Ahead of a proxy showdown, activist investor Carl Icahn filed with SEC a fresh proposal to shareholders of Transocean LTD.

Carl Icahn

Carl Icahn’s SEC Filing:

In his today’s SEC filing, Icahn remarked Transocean LTD (NYSE:RIG) has generated poor shareholder returns and underperformed peers. He pointed out that the underperformance was due to poor capital allocation, ill-advised M & A activity, and poor execution on costs and integration.

Icahn feels the rig operator Transocean LTD (NYSE:RIG) has mistimed the cyclicality of the industry by buying low quality assets at the top of the market besides issuing equity at close to the eight year low to pay for such overpriced acquisitions. He observes that Transocean continues to purchase and build new assets at or above their NAV, thereby endangering shareholder value.

Icahn feels he has presented Transocean shareholders with a tangible solution to the company’s longstanding ineffective capital allocation and poor accountability. He believes a $4 dividend is sustainable, fiscally responsible and would support RIG shares to a valuation at or above NAV.

The billionaire investor exhorted Transocean shareholders to replace directors for their past value destruction. He points out that the past underperformance has destructed shareholder value by over $30 billion. However he believes Transocean still has sufficient cash flow to maintain a strong balance sheet and seek attractive investment opportunities.

In his filing, Icahn detailed the capital allocation proposal for 2013-2017. He has indicated that as against the existing Board’s plan for $2.24 per share dividend, Icahn’s plan is superior with average $4-5 per share dividend. Besides as against the current Board’s plan for cash to shareholders at $4 billion, Icahn’s plan would provide $7-9+ billion. Similarly on the operating cash flow front, Icahn’s plan would generate over $3.5 billion extra cash.
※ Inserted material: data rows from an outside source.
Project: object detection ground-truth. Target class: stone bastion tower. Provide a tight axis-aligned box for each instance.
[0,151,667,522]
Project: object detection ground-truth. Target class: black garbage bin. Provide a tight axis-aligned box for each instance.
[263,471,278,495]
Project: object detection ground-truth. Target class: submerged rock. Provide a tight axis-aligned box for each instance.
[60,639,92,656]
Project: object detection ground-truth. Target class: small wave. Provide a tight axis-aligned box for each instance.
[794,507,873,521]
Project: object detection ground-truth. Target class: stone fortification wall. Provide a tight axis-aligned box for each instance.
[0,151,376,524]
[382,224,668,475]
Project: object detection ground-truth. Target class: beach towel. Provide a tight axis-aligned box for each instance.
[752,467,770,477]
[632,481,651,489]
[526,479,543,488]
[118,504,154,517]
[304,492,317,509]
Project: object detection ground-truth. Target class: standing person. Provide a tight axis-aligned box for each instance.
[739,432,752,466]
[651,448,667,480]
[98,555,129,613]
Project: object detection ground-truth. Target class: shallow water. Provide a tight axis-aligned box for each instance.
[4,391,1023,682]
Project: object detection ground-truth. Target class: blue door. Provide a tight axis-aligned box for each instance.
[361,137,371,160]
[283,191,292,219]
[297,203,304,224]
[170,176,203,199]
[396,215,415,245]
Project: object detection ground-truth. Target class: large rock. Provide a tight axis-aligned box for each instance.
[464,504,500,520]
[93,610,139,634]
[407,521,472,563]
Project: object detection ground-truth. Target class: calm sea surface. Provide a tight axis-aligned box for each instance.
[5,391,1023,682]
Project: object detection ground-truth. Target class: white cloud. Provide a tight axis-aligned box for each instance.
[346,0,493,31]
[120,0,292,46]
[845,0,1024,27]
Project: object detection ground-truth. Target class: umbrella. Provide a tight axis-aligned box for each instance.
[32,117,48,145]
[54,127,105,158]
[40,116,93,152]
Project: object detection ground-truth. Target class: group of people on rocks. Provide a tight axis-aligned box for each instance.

Further as against the existing Board’s capex plan of $12.5 to 14.5 billion, Icahn’s plan would subsume only $10 billion.

Carl Icahn believes that the current board must communicate aggressive expectations to both shareholders and management for lean operations, besides holding management accountable for not meeting the targets. Besides Icahn believes Transocean will continue to have substantial access to the bond and asset backed markets despite a downgrade. It is also felt that the total cost impact would be minor as Transocean has little need to refinance debt for years.

In its recent letter to shareholders, Transocean LTD (NYSE:RIG) management urged its shareholders to support the company’s board candidates, reiterating its offer of $2.24 a share dividend and pledged more to ‘maximize long-term shareholder value’

Transocean LTD (NYSE:RIG)’s annual meeting is set for May 17.